Sénégal: Dr Momar Seck,artiste visuel - " La création plastique, ce n'est pas seulement peindre, dessiner "

6 Novembre 2022
interview

Dr Momar Seck est un artiste visuel sénégalais ayant vécu plusieurs années en Suisse. Lauréat du prix de l'Unesco pour la promotion de l'art, Dr Seck a été, pendant 10 ans, chef du département des Arts et design de l'Ecole internationale de Genève. Après ce long séjour en Europe, le plasticien a fait le choix de rentrer au Sénégal pour se mettre à la disposition de la culture de son pays. Dans cette interview accordée au journal " Le Soleil ", il évoque, entre autres points, l'importance de la formation, de la recherche dans la pratique artistique.

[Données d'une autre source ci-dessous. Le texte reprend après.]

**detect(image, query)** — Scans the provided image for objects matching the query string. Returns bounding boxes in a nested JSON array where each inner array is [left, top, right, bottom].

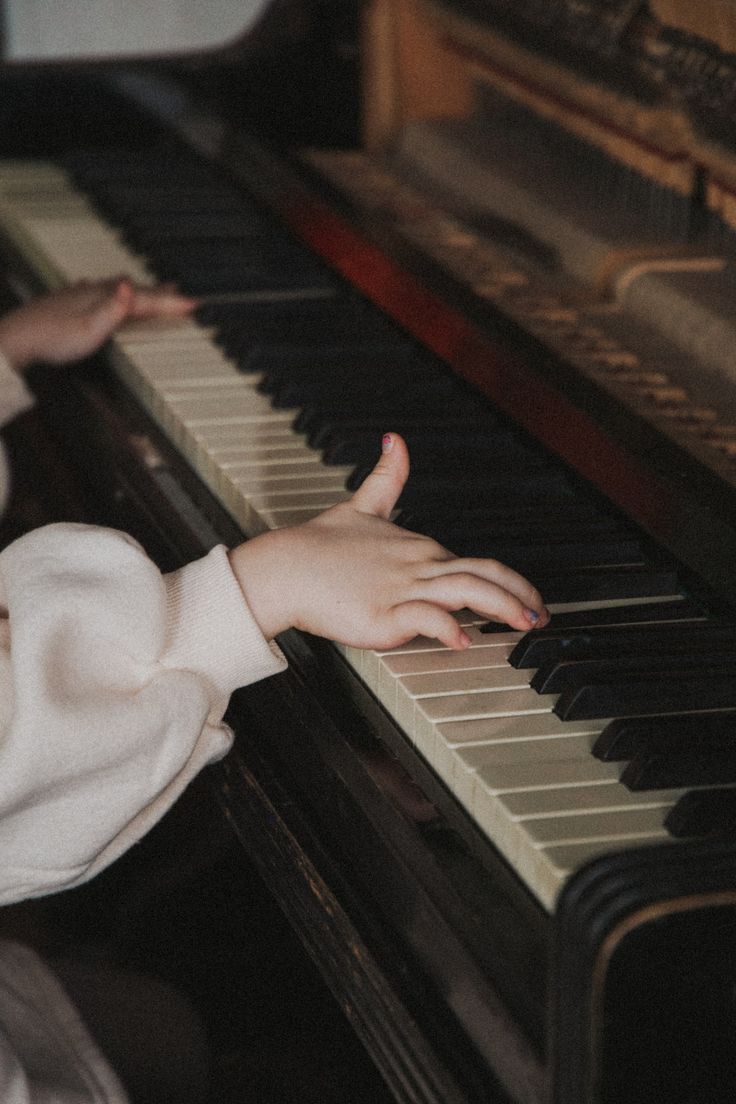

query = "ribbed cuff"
[[0, 352, 33, 425], [161, 545, 287, 697]]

Après plusieurs décennies passées en Suisse, vous avez fait le pari de rentrer au pays. Qu'est-ce qui a motivé cette décision ?

Le but premier de mon séjour en Suisse c'était la recherche, la quête du savoir. Le but, c'était de développer une compréhension profonde du monde de l'art avec des éléments qui sont liés à la création, à l'identité culturelle. Mon objectif était d'arriver à amasser le maximum de savoirs qui pourront, d'une manière ou d'une autre, contribuer au développement culturel de mon pays. Après avoir enseigné une trentaine d'années en Suisse, en étant toujours en lien avec le pays, je me suis dit pourquoi ne pas rentrer pour faire quelque chose de plus concret en développant mon art à partir d'ici, parallèlement à cette notoriété acquise en Europe.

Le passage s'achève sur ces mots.